To try to get some perspective, I checked to see how many US military personnel died as a result of the Vietnam War. In the 52-year span between 1956 and 2008, according to the National Archives Military Records, the death toll among those who served in Vietnam was 58,220. That number, unless I’m misreading the document, includes, in addition to combat deaths, illnesses, accidents, suicides and other causes of death over more than half a century. In the past few months, according to the Coronavirus Dashboard, 87,303 Americans have died from Covid-19. The CDC puts the number at 83,947. Either way, American deaths represent 27-28% of the worldwide Covid death toll.

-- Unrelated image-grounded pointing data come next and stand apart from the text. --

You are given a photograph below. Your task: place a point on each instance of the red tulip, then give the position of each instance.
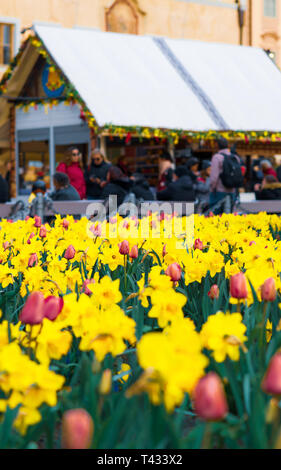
(198, 244)
(271, 382)
(268, 290)
(238, 286)
(214, 292)
(134, 253)
(33, 310)
(209, 398)
(124, 247)
(33, 260)
(43, 231)
(85, 288)
(38, 221)
(52, 307)
(69, 252)
(174, 271)
(6, 245)
(77, 429)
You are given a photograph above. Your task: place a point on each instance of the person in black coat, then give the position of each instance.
(270, 189)
(118, 184)
(141, 188)
(181, 189)
(192, 165)
(4, 190)
(63, 189)
(95, 175)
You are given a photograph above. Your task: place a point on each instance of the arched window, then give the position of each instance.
(121, 17)
(269, 8)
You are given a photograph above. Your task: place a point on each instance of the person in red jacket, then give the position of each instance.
(73, 168)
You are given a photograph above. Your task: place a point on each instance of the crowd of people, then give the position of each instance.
(205, 181)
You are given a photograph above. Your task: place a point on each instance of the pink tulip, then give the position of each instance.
(37, 222)
(52, 307)
(134, 253)
(198, 244)
(85, 288)
(124, 247)
(271, 382)
(77, 429)
(268, 290)
(96, 230)
(174, 271)
(70, 252)
(65, 224)
(33, 260)
(43, 231)
(33, 310)
(209, 398)
(238, 286)
(214, 292)
(30, 236)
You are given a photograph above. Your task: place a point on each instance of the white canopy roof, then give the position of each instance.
(129, 80)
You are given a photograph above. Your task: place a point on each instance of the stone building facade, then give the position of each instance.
(248, 22)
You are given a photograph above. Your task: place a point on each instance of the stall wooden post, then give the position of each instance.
(13, 183)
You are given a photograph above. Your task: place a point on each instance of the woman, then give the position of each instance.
(96, 175)
(203, 183)
(166, 171)
(73, 169)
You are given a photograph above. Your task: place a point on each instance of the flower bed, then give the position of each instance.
(116, 335)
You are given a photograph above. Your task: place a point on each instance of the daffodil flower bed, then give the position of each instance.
(154, 338)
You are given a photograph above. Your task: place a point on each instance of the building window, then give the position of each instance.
(270, 8)
(6, 43)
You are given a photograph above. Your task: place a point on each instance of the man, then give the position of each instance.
(217, 188)
(96, 175)
(63, 189)
(181, 189)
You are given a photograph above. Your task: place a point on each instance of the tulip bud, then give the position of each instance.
(198, 244)
(174, 271)
(33, 310)
(77, 429)
(214, 292)
(37, 222)
(271, 382)
(65, 224)
(134, 253)
(43, 231)
(124, 247)
(238, 286)
(96, 230)
(69, 252)
(52, 307)
(268, 290)
(209, 398)
(85, 288)
(106, 382)
(33, 260)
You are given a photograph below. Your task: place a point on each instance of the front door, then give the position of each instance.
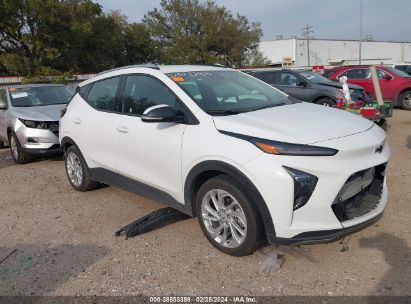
(149, 153)
(3, 120)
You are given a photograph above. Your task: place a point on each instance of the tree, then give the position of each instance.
(50, 37)
(35, 34)
(190, 31)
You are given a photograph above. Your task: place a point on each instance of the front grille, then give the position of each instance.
(360, 194)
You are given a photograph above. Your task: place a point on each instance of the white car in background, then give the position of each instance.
(250, 162)
(29, 119)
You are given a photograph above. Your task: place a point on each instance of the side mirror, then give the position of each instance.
(161, 113)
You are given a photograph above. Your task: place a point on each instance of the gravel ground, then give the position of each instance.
(66, 246)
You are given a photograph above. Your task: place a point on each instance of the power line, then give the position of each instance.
(307, 32)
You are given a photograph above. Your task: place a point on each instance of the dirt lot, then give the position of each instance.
(66, 246)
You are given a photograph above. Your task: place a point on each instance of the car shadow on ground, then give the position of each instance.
(397, 254)
(37, 269)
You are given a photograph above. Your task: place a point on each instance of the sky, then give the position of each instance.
(330, 19)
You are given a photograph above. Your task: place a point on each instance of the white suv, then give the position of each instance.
(250, 162)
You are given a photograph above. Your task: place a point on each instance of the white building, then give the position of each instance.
(336, 52)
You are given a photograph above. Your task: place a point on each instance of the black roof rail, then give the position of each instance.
(210, 64)
(144, 65)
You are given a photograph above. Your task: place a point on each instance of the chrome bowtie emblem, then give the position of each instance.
(379, 148)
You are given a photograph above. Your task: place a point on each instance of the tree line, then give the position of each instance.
(54, 37)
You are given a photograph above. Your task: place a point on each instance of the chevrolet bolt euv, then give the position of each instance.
(253, 164)
(29, 119)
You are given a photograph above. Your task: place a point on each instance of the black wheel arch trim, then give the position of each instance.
(322, 96)
(250, 191)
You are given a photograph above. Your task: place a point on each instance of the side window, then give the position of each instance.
(102, 94)
(83, 90)
(268, 77)
(142, 92)
(3, 98)
(401, 67)
(380, 74)
(357, 73)
(288, 79)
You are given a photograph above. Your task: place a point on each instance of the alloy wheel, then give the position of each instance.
(74, 169)
(223, 218)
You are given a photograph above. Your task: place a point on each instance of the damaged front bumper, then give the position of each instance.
(359, 204)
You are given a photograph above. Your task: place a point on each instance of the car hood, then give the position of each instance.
(301, 123)
(39, 113)
(338, 85)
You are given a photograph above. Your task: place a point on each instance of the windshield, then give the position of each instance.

For a while, I couldn’t stop checking the numbers in China, and then in Italy. Now I’m focusing on American deaths because I am trying to get a handle on how many deaths some Americans seem to be eager to absorb, or write off. And to confront the idea that making a living is better than living. Texas Lieutenant Governor Dan Patrick made headlines for saying, “there are more important things than living,” and then clarified that he’d be willing to die to save the country for his children and grandchildren. But now doctors are seeing kids with a multi-system inflammatory disorder that is apparently connected to COVID-19, and they are dying from it.
It is a challenge for me to understand preferring death to a severe recession or depression, especially since income inequality has been growing since the 1980s, and most Americans already live in conditions that seem like they would only arise in wealthy country during a depression. My parents grew up during the Great Depression, and my father told me stories about how men would walk around on the streets, dressed for work but with no job, aimlessly, and how eerie it was. But those men were not ghosts and oddly, life expectancy rose.
Numbers bring me no closer to clarity, despite the usefulness of data. Now is a good time for humanities majors, I think. Trot them out. Or no, keep them in. Plus they may be very drunk or longwinded. I am longwinded, but just deleted eight paragraphs and a weird video I made because, like everything else here, they were not helpful. I am sorry that I have nothing to offer, and yet I offer it at great length.